Tuesday, December 20, 2011

Rosemary Spaghetti Squash Egg Nests (GAPS, Paleo)

This is one of our family FAVORITESIt's as though, when I make this I can do no wrong! They are pretty easy to make and well worth the effort for a special occasion breakfast. Which apparently means, everyday in my house. We make these at least once a week.

Rosemary Spaghetti Squash Egg Nests 


3 cups lightly packed cooked spaghetti squash (about10 ounces cooked
2-3 medium sized  garlic cloves, finely minced
1/2 chopped green onions
1 large egg
tablespoons  fresh rosemary finely chopped
1 teaspoon or more coarse sea salt
2-3 tablespoons almond flour (more or less, depending on the wateriness of the squash)
4-6 large eggs (1 per nest, varies depending on the size of nes
cracked pepper to tast
more oil for frying


1. Preheat the oven to 350 degrees. Cut the squash in half and clean out the seeds. Place the halves, cut side down in a large baking dish with about 1/4 inch of water at the bottom of of the dish.

2. How long to cook the squash will vary on it's size and ripeness. Watch it closely while cooking, or it could become too watery. Put the squash in the oven for about 15 min. After 15 min take it out and check the spaghetti like fibers. After the first initial 15 min, continue cooking it in 10 min increments or less, checking often. You know it's ready when the strands just begin to pull apart. The squash should be very 'al dente', but cooked enough to be able to separate the strands.

3. Remove from the oven and cool slightly. Using a fork, pull out the spaghetti like strands. Set aside in a bowl. Can be kept in an air tight container, in the fridge for up to 3 days.

Making the nests:

4. Set the oven to broil.

5. In a large bowl combine the squash, garlic,green onions, egg, rosemary, salt and almond flour. Mix well.

6. Heat the skillet over medium to medium high heat. Add a little oil for frying. Place a mound of the spaghetti squash mixture into the skillet.

7. Working quickly, use a spoon to press and push the center of the mound, making about a 1 inch round opening at the center It should be slightly larger than an egg yolk. 

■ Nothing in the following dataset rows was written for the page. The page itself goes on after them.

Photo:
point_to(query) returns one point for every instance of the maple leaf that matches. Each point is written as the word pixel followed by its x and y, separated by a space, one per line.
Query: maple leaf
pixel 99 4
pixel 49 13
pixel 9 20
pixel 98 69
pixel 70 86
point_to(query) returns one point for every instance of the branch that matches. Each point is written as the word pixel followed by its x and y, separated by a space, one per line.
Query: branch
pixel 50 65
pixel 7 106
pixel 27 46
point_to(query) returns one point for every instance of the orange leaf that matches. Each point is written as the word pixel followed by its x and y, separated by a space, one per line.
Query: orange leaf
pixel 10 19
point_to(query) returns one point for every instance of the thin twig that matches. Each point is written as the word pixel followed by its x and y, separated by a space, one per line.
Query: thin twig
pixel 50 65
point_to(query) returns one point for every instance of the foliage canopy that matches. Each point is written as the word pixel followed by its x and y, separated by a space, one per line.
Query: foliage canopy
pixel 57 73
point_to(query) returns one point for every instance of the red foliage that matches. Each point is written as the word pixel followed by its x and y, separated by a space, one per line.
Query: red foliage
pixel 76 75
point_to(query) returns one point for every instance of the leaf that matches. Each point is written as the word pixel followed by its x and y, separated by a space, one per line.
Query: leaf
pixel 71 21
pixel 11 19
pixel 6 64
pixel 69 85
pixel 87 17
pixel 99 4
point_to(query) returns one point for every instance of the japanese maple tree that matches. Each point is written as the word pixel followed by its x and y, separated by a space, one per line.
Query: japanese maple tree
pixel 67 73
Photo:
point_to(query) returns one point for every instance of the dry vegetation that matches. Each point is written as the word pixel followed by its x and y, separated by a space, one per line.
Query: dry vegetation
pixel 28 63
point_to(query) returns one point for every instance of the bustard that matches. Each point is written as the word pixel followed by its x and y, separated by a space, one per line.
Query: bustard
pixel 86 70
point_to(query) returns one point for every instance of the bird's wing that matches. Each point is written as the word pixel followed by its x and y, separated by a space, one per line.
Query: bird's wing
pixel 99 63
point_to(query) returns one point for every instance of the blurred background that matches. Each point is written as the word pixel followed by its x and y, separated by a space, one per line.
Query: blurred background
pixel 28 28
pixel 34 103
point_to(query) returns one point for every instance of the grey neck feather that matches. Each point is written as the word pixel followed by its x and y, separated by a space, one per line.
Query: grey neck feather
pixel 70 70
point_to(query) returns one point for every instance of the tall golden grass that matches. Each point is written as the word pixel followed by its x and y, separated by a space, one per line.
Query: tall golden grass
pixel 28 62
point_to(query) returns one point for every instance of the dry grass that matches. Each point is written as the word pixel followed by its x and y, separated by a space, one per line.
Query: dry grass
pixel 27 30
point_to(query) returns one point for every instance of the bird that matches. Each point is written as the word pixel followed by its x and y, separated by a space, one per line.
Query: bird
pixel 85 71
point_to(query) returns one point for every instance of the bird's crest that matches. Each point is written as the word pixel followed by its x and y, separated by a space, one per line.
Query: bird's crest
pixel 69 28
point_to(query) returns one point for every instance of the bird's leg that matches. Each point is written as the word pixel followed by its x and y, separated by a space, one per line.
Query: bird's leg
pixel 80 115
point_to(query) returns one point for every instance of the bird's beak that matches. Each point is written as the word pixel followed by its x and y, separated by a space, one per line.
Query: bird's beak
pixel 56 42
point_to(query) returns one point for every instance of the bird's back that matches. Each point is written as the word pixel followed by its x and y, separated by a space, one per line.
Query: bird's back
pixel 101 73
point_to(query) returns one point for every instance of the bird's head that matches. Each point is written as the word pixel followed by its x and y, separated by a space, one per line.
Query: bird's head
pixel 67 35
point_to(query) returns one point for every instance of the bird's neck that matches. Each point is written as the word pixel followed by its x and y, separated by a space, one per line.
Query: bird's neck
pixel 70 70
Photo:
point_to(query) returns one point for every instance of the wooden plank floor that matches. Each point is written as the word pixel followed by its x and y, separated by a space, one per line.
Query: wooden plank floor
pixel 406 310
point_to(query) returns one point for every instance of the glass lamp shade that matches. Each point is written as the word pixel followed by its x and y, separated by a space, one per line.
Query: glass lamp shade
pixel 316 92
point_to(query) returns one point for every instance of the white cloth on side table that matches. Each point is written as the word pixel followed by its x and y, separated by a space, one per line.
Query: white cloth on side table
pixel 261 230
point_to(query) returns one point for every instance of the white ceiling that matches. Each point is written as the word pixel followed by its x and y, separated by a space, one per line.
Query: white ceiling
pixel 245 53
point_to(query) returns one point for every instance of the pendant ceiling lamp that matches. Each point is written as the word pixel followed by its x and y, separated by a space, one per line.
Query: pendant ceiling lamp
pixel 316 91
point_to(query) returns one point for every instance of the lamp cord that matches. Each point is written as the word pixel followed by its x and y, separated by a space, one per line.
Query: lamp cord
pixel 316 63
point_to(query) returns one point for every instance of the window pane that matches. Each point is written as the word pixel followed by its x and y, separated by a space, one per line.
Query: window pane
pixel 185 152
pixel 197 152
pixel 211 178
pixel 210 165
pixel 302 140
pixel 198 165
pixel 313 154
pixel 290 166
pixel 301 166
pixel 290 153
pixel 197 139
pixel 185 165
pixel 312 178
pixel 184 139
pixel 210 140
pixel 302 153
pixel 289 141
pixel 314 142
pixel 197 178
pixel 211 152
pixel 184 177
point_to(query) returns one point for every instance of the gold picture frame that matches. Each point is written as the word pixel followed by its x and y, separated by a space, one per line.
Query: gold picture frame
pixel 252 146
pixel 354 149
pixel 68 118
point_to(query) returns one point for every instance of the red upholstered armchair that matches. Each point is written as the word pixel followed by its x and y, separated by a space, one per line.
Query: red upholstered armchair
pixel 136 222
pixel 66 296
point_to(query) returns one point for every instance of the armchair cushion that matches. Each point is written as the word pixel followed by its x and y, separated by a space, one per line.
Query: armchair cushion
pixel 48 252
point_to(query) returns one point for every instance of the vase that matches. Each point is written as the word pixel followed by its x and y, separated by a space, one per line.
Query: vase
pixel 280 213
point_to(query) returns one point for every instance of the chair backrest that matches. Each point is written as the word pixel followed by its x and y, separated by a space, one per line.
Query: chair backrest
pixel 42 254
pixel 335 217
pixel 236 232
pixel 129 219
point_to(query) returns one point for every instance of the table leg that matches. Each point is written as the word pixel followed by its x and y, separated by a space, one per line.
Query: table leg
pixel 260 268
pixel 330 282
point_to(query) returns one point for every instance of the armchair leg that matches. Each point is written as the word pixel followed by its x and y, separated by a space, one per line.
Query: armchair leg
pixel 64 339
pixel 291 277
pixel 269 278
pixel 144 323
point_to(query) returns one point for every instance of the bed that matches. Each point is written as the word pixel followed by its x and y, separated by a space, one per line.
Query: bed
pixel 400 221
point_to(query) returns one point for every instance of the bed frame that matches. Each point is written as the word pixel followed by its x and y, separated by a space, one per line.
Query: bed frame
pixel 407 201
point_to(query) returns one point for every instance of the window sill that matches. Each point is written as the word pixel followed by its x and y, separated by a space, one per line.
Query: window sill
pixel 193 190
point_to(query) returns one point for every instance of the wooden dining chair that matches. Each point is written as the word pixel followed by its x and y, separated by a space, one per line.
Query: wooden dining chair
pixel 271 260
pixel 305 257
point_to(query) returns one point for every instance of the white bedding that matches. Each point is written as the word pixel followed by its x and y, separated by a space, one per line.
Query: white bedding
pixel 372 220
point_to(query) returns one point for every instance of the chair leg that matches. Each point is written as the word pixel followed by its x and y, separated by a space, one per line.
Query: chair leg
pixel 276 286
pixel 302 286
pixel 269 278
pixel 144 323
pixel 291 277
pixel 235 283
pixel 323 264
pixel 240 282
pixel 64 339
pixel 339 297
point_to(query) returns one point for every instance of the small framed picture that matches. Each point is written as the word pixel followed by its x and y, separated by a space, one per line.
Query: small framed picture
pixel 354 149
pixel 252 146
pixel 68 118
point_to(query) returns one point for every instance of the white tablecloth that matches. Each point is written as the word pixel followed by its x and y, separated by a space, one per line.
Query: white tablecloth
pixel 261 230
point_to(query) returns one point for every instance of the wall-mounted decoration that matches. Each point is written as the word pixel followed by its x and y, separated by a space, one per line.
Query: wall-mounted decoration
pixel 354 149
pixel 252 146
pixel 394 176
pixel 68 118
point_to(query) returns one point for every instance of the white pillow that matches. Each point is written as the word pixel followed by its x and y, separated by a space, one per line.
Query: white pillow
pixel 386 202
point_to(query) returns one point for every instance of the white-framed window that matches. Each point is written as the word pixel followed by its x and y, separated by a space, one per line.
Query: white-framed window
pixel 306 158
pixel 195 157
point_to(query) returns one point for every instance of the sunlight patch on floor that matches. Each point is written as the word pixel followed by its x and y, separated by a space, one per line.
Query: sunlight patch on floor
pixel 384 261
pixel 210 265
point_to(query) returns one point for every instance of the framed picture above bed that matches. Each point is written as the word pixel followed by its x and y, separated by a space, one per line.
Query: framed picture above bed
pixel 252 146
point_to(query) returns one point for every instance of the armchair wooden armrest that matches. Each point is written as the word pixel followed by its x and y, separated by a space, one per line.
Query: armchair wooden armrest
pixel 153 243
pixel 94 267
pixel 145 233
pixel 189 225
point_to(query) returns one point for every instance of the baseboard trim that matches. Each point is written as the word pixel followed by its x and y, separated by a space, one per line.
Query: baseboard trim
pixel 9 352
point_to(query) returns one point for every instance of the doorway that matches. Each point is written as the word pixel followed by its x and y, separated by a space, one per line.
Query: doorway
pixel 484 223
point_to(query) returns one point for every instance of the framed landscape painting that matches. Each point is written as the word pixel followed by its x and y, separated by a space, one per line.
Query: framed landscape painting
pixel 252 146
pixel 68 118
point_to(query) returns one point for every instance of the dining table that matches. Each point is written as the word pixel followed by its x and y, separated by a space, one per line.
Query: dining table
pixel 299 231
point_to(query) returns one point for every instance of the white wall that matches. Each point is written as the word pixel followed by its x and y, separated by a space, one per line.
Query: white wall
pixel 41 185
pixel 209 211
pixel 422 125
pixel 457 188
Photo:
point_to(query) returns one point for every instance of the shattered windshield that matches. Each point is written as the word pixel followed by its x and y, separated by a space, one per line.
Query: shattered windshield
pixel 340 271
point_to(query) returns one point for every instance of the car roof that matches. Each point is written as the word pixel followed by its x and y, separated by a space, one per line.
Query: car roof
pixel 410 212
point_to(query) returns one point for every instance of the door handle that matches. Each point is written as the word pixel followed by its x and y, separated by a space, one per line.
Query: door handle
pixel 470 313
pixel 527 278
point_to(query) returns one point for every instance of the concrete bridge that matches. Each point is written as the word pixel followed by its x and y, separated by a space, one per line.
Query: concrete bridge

8. Crack an egg into the opening. Immediately widen the circle as needed to get the egg to nestle down into the squash. If the nest seems too loose, use a spatula to draw the sides in a bit. Sometimes a little egg white over flows. This is fine. I just pull the white off from the outside of the nest as it cooks.

9. Assemble one nest at a time(including adding the egg), fitting about  2-4 nests into an average sized cast iron pan. Continue to cook the nests until the bottom becomes crisp (but not burned). The yolks should still be mostly uncooked.

10. Transfer the skillet to the top rack under the broiler. Broil for for 2 1/2 to 3 min, depending on how you like your yolks. Keep a close eye on it. keep in mind that the yolk will continue to cook slightly after it is removed from the oven.

11. Remove from the oven, sprinkle with a little coarse sea salt and cracked pepper. Transfer to a plate and serve. I find that a very thin metal spatula works best for transferring these.

Alternatively you could cook the nests in a pan then transfer to a cookie sheet. Then cook the remaining nests, transfer those to the cookie sheet and broil all of them a the same time. This would work great if you were making a double recipe for a crowd.